Fugitives in Fun City

  • Is it the spectacular beaches? The velvety wine? The exchange rate? Something compelling seems to lure fugitives from around the world to the South African city of Cape Town. Last week police in the seaside metropolis arrested American fugitives Craig Michael Pritchert, 40, and Nova Ester Guthrie, 30, wanted by the FBI for a series of bank heists staged across the American West in the mid-1990s. U.S. officials say Guthrie and Pritchert — a former college baseball star who turned to crime after he felt he had been eclipsed by his teammate and future big-league slugger Barry Bonds — spent much of the $500,000 they allegedly had stolen on day trading and traveling the world. The couple moved to Cape Town three years ago, where Guthrie got a job as a nightclub manager.

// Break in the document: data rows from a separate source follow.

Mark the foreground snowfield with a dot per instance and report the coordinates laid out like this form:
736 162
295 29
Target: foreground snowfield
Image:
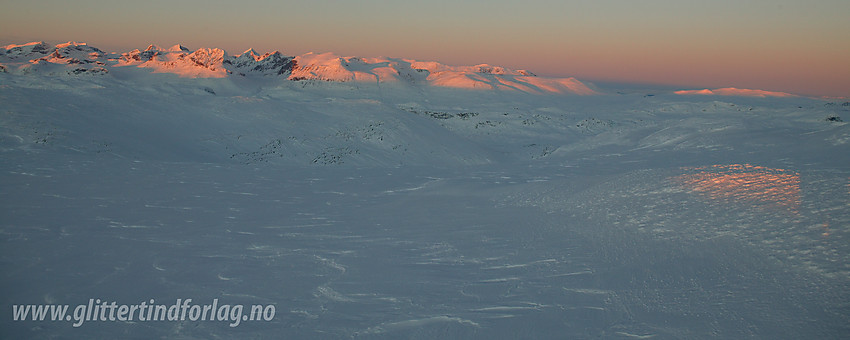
374 211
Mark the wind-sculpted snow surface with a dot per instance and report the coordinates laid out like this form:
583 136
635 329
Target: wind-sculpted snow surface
380 210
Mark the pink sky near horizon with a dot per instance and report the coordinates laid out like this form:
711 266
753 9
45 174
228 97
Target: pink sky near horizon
779 45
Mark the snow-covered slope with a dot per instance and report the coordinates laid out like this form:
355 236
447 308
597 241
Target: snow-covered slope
76 58
383 205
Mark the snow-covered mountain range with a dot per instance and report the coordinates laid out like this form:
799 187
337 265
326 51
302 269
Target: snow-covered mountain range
381 198
79 58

    The latter-day Bonnie and Clyde are not the only fugitives to have turned up in Africa's fun city. In 1999 Khalfan Khamis Mohamed, an al-Qaeda agent wanted for the bombing of the U.S. embassy in Tanzania, was found there flipping burgers at a fast-food joint. Former Symbionese Liberation Army member James Kilgore, sought for his role in the 1975 murder of church worker Myrna Opsahl during a bank robbery in Carmichael, Calif., was found last year teaching economics at the University of Cape Town. And German con man Jurgen Harksen, who had lived in the city since 1993, was extradited to Germany last year, where he was convicted of fraud. Why do fugitives flock to this beautiful city? "Perhaps they think we're at the end of the world," ventures a spokesman for the mayor. "Little do they know, we are far more First World than Third. Our international links are strong."